This is an attempt at solving the 1 Billion Row Challenge using Elixir and Erlang. The spirit of this challenge is to process a text file with 1 billion lines using just what the languages offer in their standard libraries (i.e. no libraries).
The current best solution in this repository runs the 1BRC in ~85 seconds on a Desktop with an AMD Ryzen 7800X runnning Windows 11 (inside WSL2). I am sure that there are still lots of improvements to be made and I wouldn't be surprised if we could get the execution time down to less than 30 seconds.
Make sure before cloning the project that you've installed Java 21 (e.g.

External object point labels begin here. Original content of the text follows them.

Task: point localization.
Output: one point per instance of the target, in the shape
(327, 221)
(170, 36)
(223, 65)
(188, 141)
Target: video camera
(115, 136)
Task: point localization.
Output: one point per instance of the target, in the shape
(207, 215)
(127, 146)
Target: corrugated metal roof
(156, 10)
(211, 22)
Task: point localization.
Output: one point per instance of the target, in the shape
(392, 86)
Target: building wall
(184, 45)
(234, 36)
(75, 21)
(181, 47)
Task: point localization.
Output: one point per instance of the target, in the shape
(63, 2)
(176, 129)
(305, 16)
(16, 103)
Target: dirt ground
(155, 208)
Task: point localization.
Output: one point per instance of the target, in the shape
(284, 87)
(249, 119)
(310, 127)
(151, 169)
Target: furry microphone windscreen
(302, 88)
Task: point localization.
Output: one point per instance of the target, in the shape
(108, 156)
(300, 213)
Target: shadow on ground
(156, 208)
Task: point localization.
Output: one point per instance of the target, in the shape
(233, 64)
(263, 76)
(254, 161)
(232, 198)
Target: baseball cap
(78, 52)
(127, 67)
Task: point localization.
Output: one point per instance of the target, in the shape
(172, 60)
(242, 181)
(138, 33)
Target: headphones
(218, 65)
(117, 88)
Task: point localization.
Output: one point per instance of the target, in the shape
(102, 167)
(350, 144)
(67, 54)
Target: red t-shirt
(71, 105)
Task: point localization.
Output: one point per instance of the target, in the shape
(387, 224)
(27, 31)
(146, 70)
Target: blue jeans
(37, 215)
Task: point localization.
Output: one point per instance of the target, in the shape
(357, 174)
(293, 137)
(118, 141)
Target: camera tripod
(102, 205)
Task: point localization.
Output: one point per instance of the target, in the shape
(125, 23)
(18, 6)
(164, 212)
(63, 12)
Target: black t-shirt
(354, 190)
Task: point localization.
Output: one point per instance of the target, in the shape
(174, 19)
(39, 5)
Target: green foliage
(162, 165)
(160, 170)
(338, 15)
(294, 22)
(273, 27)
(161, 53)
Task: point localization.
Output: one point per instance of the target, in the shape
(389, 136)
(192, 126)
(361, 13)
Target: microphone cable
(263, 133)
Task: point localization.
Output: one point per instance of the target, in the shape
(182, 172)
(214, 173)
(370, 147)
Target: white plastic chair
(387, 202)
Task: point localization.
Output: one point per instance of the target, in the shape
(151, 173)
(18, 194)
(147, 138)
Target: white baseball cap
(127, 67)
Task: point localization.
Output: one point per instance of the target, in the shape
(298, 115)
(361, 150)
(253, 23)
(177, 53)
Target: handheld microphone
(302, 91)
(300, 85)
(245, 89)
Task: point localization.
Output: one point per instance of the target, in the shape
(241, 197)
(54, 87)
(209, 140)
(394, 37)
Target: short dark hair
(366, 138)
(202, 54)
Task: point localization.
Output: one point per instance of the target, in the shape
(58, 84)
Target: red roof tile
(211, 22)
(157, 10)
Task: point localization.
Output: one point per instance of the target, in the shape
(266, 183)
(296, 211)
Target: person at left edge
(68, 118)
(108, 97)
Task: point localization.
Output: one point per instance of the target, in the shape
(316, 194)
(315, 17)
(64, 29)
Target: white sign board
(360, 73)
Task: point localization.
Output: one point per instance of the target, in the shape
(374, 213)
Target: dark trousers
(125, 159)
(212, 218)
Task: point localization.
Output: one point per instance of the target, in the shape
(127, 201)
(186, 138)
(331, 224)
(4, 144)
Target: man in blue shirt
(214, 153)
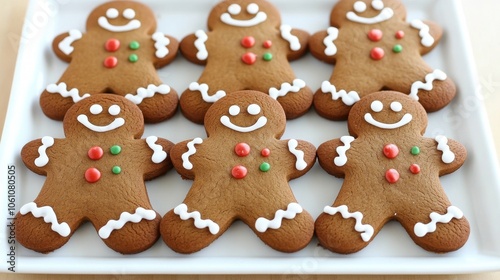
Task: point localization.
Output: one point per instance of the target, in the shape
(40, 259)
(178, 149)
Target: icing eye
(253, 8)
(396, 106)
(112, 13)
(378, 4)
(377, 106)
(129, 14)
(234, 9)
(96, 109)
(114, 110)
(360, 6)
(253, 109)
(234, 110)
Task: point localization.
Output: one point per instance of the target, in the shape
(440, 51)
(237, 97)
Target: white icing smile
(377, 107)
(360, 7)
(113, 13)
(253, 109)
(96, 109)
(235, 9)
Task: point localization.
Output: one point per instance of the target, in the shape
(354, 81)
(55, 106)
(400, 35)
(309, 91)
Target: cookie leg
(294, 96)
(347, 228)
(157, 101)
(43, 228)
(186, 229)
(287, 230)
(443, 230)
(129, 232)
(335, 97)
(432, 88)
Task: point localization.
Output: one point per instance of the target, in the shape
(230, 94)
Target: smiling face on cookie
(105, 114)
(245, 112)
(243, 13)
(386, 112)
(122, 17)
(367, 11)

OpenJDK 21) and generated the ~13GB measurements.txt
file using these instructions
The project dependencies are only for generating metrics and graphs from the execution. Use mix deps.get
after cloning to fetch the dependencies.
Use the following commands to build and run the project:
- Building the executable:
mix escript.build
- Running the experiment:
./brc PATH_TO_MEASUREMENTS_FILE
You may clone this repository and add another implementation by creating a module in the lib/brc/implementation
folder.
See Brc.Implementation.Alpha
for inspiration.
When adding a new implementation, use the Brc.Implementation
behavior and implement the run/1
callback: by returning
a map of the results, the main module Brc
will print them out according to the format specified by the challenge creator.
After creating a new implementation (e.g. Brc.Implementation.Bravo
), run the executable with the -m Brc.Implementation.Bravo
argument.
The main executable supports a -p <integer>
argument which stores in Application.env
the specified number of worker processes to be used.
Specific implementations may read from Application.env
to easily add support for dynamic number of worker processes.
Feel free to contribute by proposing a new solution in a new separate module and open a pull request.